Remnants of the Saddam Hussein regime and terrorists associated with al-Qaida are trying to stop the progress. They know, says Mr. Bush, "that democracy is their enemy":
"People across the broader Middle East are drawing, and will continue to draw inspiration from Iraq's progress, and the terrorists' powerful myth is being destroyed. In a 1998 fatwa, Osama bin Laden argued that the suffering of the Iraqi people was justification for his declaration of war on America. Now bin Laden and al-Qaida are the direct cause of the Iraqi people's suffering. As more Muslims across the world see this, they're turning against the terrorists."

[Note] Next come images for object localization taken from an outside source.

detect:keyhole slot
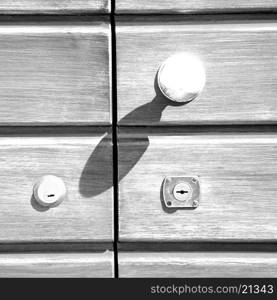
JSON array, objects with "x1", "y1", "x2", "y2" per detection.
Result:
[
  {"x1": 176, "y1": 190, "x2": 188, "y2": 194},
  {"x1": 47, "y1": 194, "x2": 55, "y2": 198}
]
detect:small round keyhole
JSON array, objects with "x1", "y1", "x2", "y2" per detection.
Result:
[
  {"x1": 176, "y1": 190, "x2": 188, "y2": 194},
  {"x1": 173, "y1": 182, "x2": 192, "y2": 202}
]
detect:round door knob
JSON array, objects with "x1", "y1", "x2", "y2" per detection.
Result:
[
  {"x1": 158, "y1": 52, "x2": 206, "y2": 103},
  {"x1": 33, "y1": 175, "x2": 66, "y2": 207}
]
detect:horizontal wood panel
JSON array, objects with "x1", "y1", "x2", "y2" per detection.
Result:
[
  {"x1": 0, "y1": 131, "x2": 113, "y2": 242},
  {"x1": 0, "y1": 252, "x2": 114, "y2": 277},
  {"x1": 0, "y1": 1, "x2": 110, "y2": 13},
  {"x1": 119, "y1": 252, "x2": 277, "y2": 277},
  {"x1": 117, "y1": 19, "x2": 277, "y2": 125},
  {"x1": 0, "y1": 21, "x2": 111, "y2": 125},
  {"x1": 116, "y1": 0, "x2": 277, "y2": 13},
  {"x1": 119, "y1": 129, "x2": 277, "y2": 241}
]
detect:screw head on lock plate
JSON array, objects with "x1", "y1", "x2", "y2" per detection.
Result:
[{"x1": 162, "y1": 176, "x2": 200, "y2": 209}]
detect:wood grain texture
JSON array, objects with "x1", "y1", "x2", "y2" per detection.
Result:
[
  {"x1": 0, "y1": 131, "x2": 113, "y2": 242},
  {"x1": 119, "y1": 129, "x2": 277, "y2": 241},
  {"x1": 0, "y1": 251, "x2": 114, "y2": 277},
  {"x1": 0, "y1": 21, "x2": 111, "y2": 125},
  {"x1": 119, "y1": 252, "x2": 277, "y2": 277},
  {"x1": 117, "y1": 19, "x2": 277, "y2": 125},
  {"x1": 116, "y1": 0, "x2": 277, "y2": 13},
  {"x1": 0, "y1": 1, "x2": 110, "y2": 14}
]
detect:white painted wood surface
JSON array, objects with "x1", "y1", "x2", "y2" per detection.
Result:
[
  {"x1": 0, "y1": 0, "x2": 110, "y2": 13},
  {"x1": 116, "y1": 0, "x2": 277, "y2": 13},
  {"x1": 0, "y1": 21, "x2": 111, "y2": 125},
  {"x1": 119, "y1": 252, "x2": 277, "y2": 277},
  {"x1": 0, "y1": 252, "x2": 114, "y2": 277},
  {"x1": 117, "y1": 19, "x2": 277, "y2": 125},
  {"x1": 0, "y1": 132, "x2": 113, "y2": 242},
  {"x1": 119, "y1": 129, "x2": 277, "y2": 241}
]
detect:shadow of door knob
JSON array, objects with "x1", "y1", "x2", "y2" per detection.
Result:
[{"x1": 158, "y1": 52, "x2": 206, "y2": 103}]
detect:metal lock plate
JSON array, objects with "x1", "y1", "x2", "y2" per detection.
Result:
[{"x1": 162, "y1": 176, "x2": 200, "y2": 208}]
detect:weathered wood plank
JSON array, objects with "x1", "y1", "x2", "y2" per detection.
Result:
[
  {"x1": 117, "y1": 19, "x2": 277, "y2": 125},
  {"x1": 119, "y1": 252, "x2": 277, "y2": 277},
  {"x1": 0, "y1": 1, "x2": 110, "y2": 14},
  {"x1": 119, "y1": 129, "x2": 277, "y2": 241},
  {"x1": 116, "y1": 0, "x2": 277, "y2": 14},
  {"x1": 0, "y1": 131, "x2": 113, "y2": 242},
  {"x1": 0, "y1": 21, "x2": 111, "y2": 125},
  {"x1": 0, "y1": 252, "x2": 114, "y2": 277}
]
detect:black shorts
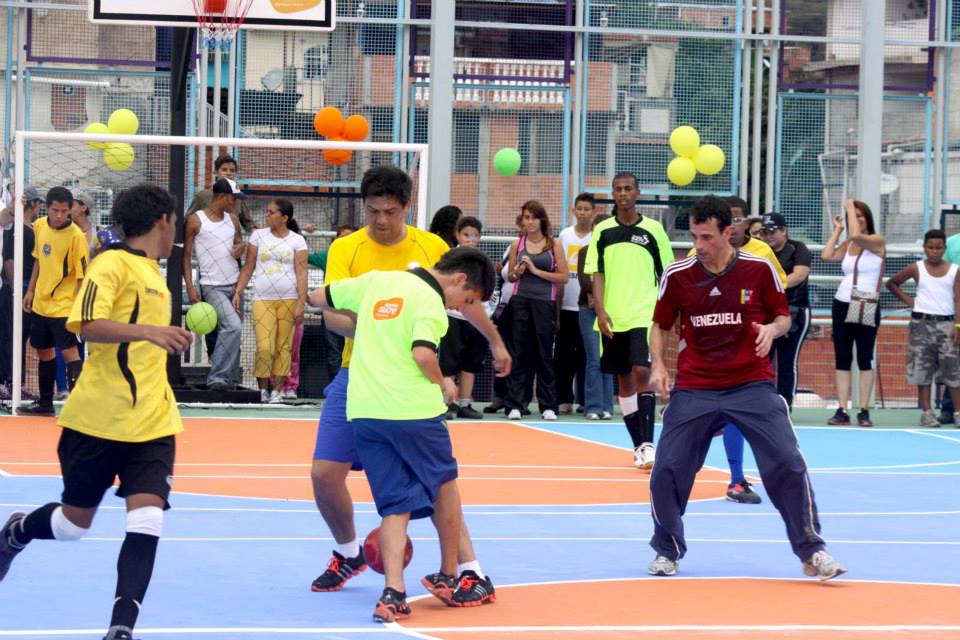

Today in the Middle East, freedom is contending with a totalitarian ideology that seeks to sow anger, hatred, and despair. "And like fascism and communism before," says Mr. Bush, "the hateful ideologies that use terror will be defeated by the unstoppable power of freedom":
"By helping Iraqis build a lasting democracy, we will spread the hope of liberty across a troubled region, and we'll gain new allies in the cause of freedom."
"Today, the call of liberty is being heard in Baghdad and Basra, and other Iraqi cities, and its sound is echoing across the broader Middle East," says Mr. Bush. "From Damascus to Tehran, people hear it, and they know it means something. It means that the days of tyranny and terror are ending, and a new day of hope and freedom is dawning."
The preceding was an editorial reflecting the views of the United States Government.